P.S. On the other hand, maybe it's confusing too (I know it fits better only because I also know that everything (roughly speaking) is evaluated at the very last stage of the compilation (i.e. when CSS is generated) and property: @variable; statement by itself actually means nothing at all until this stage comes... Hence "evaluation" is still confusing (because you need to also explain what this actually means in Less)... hmm.. need more ideas :)

seven-phases-max commented 9 years ago

The last declared value of a variable within a scope sets the value for that scope. This means that variables can be referenced within a block before they are declared.

This statement tries to combine both "Last Definition Wins" and "(pseudo) Lazy Loading" principles into one but that's probably not a good idea. I.e. "variables can be referenced before they are declared" simply because "they just can" (not really because "the last of the scope wins"), i.e. this is related but not necessary overlapping stuff... (Hence there're two separate examples in the docs section (actually 2 for LL and one for LDW).

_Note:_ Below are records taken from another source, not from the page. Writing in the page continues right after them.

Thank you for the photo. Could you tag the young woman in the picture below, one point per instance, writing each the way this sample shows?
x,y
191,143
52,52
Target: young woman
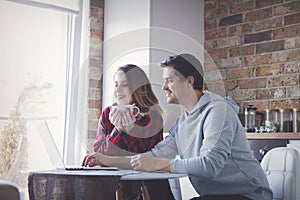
x,y
122,133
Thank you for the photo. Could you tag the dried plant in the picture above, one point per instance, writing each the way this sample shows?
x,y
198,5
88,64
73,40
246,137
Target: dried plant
x,y
13,149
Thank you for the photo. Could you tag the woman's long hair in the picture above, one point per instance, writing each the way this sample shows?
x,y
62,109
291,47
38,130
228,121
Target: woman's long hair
x,y
140,88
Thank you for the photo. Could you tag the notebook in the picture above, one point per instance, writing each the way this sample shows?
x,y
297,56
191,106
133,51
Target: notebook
x,y
53,152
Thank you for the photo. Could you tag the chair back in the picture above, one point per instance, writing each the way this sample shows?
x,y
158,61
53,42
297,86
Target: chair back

matthew-dean commented 9 years ago

Well, what I was trying to illustrate is that the idea of a "final value per scope". That is relevant for when you can use that value, and what the value will be. So it is related to this concept. You interpreted "this means" as referring to the "last declared value". "This means" refers to "sets the value for that scope". So, my wording makes it ambiguous what "this" is, but the important concepts are "variables have a final value" and any reference within that block will return the same value.

As an interesting side note, when I was trying to look for some better wording, I came across an article of a guy arguing that "variables" in most languages are misnamed. The case we are using he would call just "variables", because like math equations, it is a single substitution that can happen in multiple places. In languages like JavaScript, he argued they should be called "assignables", because they are temporary references which can mutate.

So, I'm wondering if we could call them "single-state variables" (or something like that concept). Part of the problem with "lazy load" is that it's a "temporal" definition, which implies mutation, when really, we want to imply the opposite: that there's non-mutation when that block is being evaluated. So, in some sense, we're doing the opposite of lazy loading (depending on how you look at it).

matthew-dean commented 9 years ago

But you do make a point that we could separate the two points and say:

  1. Variables can be referenced before they are "declared" (and describing it as something other than "lazy loading").
  2. The last declaration of a variable in the current block is the final value.

I think those are currently separated in the docs anyway, with examples of each.

JamesonNetworks commented 8 years ago

I feel like this behavior would best be described as variable hoisting?

seven-phases-max commented 8 years ago

No, not really. It's quite similar, but even semantically "hoisting" does not fit very well, nothing is "raised up" (like variable decl. in JavaScript for example), and its not really only about "use before decl", instead its really about evaluating the variable value as late as possible so all together the feature is much deeper thing than any "hoisting" (so indeed, "lazy evaluation" is probably the closest term - at least I switched to that myself long ago. Unfortunately there's no easy topic-name/corresponding-link fallback mechanics in the docs codebase, so we'll have to keep the section name for some time to not break any external links).

audinue commented 3 years ago

I believe the term is forward reference.

Variables are forward referenceable and do not have to be declared before being used.